Netflix, Inc. ’s shares have declined by around 15% after-hours trading on Monday after the video streaming giant posted lower than expected subscriber numbers for the Q2. The streaming giant was estimating 2.5 million users worldwide at the end of the quarter, but it reported only 1.7 million users. In net terms, the video streaming service added around 160,000 million users in the US, but it was predicting a gain of 500,000 million users.
Grandfathering policy to blame
In a letter to the shareholders, the streaming giant said the gross additions were on target. The streaming giant attributed the lackluster results to the number of subscribers who canceled their service amid price increases. A “grandfathering policy” is in the process of being phased out, which means that longtime Netflix, Inc. subscribers, who have been enjoying the old pricing of $7.99 a month will be moved to $9.99 for the cheaper HD package.
The letter further reads that “Gross additions were on target, but churn ticked up slightly and unexpectedly, coincident with the press coverage in early April of our plan to ungrandfather longer tenured members and remained elevated through the quarter.” “Churn” is a term to describe the number of users, who canceled their service.
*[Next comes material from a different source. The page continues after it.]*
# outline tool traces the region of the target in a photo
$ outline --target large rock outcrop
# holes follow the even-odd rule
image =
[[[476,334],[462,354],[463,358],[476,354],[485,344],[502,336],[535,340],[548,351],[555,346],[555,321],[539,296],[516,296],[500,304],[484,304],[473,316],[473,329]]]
In the letter, the streaming service said that ungrandfathering will provide them with more revenue to invest in their content, and drive long-term growth even when ungrandfathering and associated media coverage may moderate near-term membership growth. Netflix expects to conclude the un-grandfathering over the second half of this year.
Netflix underestimated price elasticity of users
For the quarter, the streaming service posted earnings per share of 5 cents on revenue of $1.97 billion. The video-streaming giant was expected to post earnings of 2 cents per share, around 66% down from the 6 cents per share it earned in the last year period. Analysts expected the revenue to rise 28.4% to $2.11 billion.
K C Ma, professor of finance at Stetson University, says they are more concerned as Q3 subscribers guidance of 2.3 million, is much lower than the street’s estimates of 774,000 U.S. and 2.85 million international subscribers. In the third-quarter, the video streaming firm expects to add slightly more than 300,000 U.S. subscribers.
“It appears that NFLX has hit a wall of higher pricing and underestimate the price elasticity of their users,” the professor says.
For both the Netflix, Inc. and its stock, this year is a pivotal year as the streaming giant is trying to execute on its global expansion plans. The streaming service moved into 130 new countries in January alone, and investors view international growth as the key to sustained growth as the U.S. market saturates.
In pre-market trading today, Netflix shares were down almost 13%. Year to date, the stock is down over 15% while in the last one-year, it is down almost 14%.